The 19-8 Bearcats may have spoiled fans so much that a C-USA title doesn't satisfy.
By ANTONYA ENGLISH
© St. Petersburg Times, published March 1, 2001
TAMPA -- With two games remaining in its regular season, the Cincinnati men's basketball team has 19 wins and eight losses.
For some programs, in fact for many programs, that's a pretty good season. But Cincinnati is not just any program.
The Bearcats have the third-most wins (137-29) in Division I over the past five seasons, are the only program to earn a top-three region seed in the NCAA Tournament the past five years and have finished in the Top 10 four of the past five seasons.
So the fact that Cincinnati lost five seniors (four starters) from last season's team, including national player of the year Kenyon Martin, was of no consequence to Bearcat fans. They expected to win.
"You have to understand, Cincinnati has been a powerhouse for a long time," junior guard Steve Logan said. "We lost five guys, but people have never seen a season with eight losses; it's usually four or five. People just aren't used to it. That's a lot of losses. But how many teams are out there right now with eight losses, but are considered to be having a good year? It's just something that's not expected of Cincinnati."
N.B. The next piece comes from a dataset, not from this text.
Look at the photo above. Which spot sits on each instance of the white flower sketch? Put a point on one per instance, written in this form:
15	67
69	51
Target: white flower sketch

Yet despite what is largely considered a "down" season, the Bearcats are alive and well. Cincinnati (19-8, 9-5 Conference USA) plays South Florida (17-10, 9-5) at 9 tonight at the Sun Dome in a game televised on ESPN. And even with its eight losses, the Bearcats are in the hunt for a conference title and NCAA Tournament play.
Cincinnati comes in having won five of its past six games and is playing as well as anyone in the conference.
"I think we've improved tremendously," Cincinnati coach Bob Huggins said. "We've gotten so much better defensively. We're very difficult to score against right now. We've made tremendous strides over the last two or three weeks offensively. We're a lot more balanced now, we're passing the ball better and our understanding of how to score is better. And certainly our balance is better than it was."
At the heart of Cincinnati's team is Logan and backcourt teammate Kenny Satterfield. Logan is the sixth-leading scorer in Conference USA and is fifth all-time on Cincinnati's career three-point list.
Between him and Satterfield, the Bearcats are solid at scoring, getting steals, making assists and preventing turnovers.
"We want to win; that's why we play well together," Logan said. "When you've got two leaders out there that want to win as bad as each other, that makes it a lot easier. Instead of one leader out there, there are two. It's important because you have to be able to talk to the young guys and make them understand why we do the things we want to do. It's not just talking, it's leading by example."
And lead by example they have. Both are double-figure scorers, and Satterfield is second in the conference in assists and fourth in steals and has averaged 14.2 points in the past five games. Cincinnati is first in the conference in turnover margin and assist-to-turnover ratio.
Huggins said the backcourt, which also includes sophomore guard Leonard Stokes (10.0 ppg), has been the heart and soul of this season's team.
"Our perimeter guys have not been consistent, but the backcourt is doing everything well," Huggins said. "They are playing pretty good defense. Logan and Satterfield are both making shots and Sat's doing a much better job of getting us into our offense and getting us into running what we want to run at the particular time we want to run it. And they both handle the ball very well. We haven't turned the ball over very much, and that's because they have the ball in their hands the majority of the time and really don't turn it over very much."
Cincinnati has won or shared every regular-season title in the five-year history of C-USA. Logan said he's feeling a little pressure to keep that streak going, but he said the most important thing is to concentrate on tonight's game, then the regular-season finale Saturday.
"It has been a real adjustment for me to look up and see 19-8; it's tough to lose eight times in this program," Logan said. "People don't realize how hard it is to play here and to lose here. But we have stuck together as a team. We've got a lot of respect for each other as players."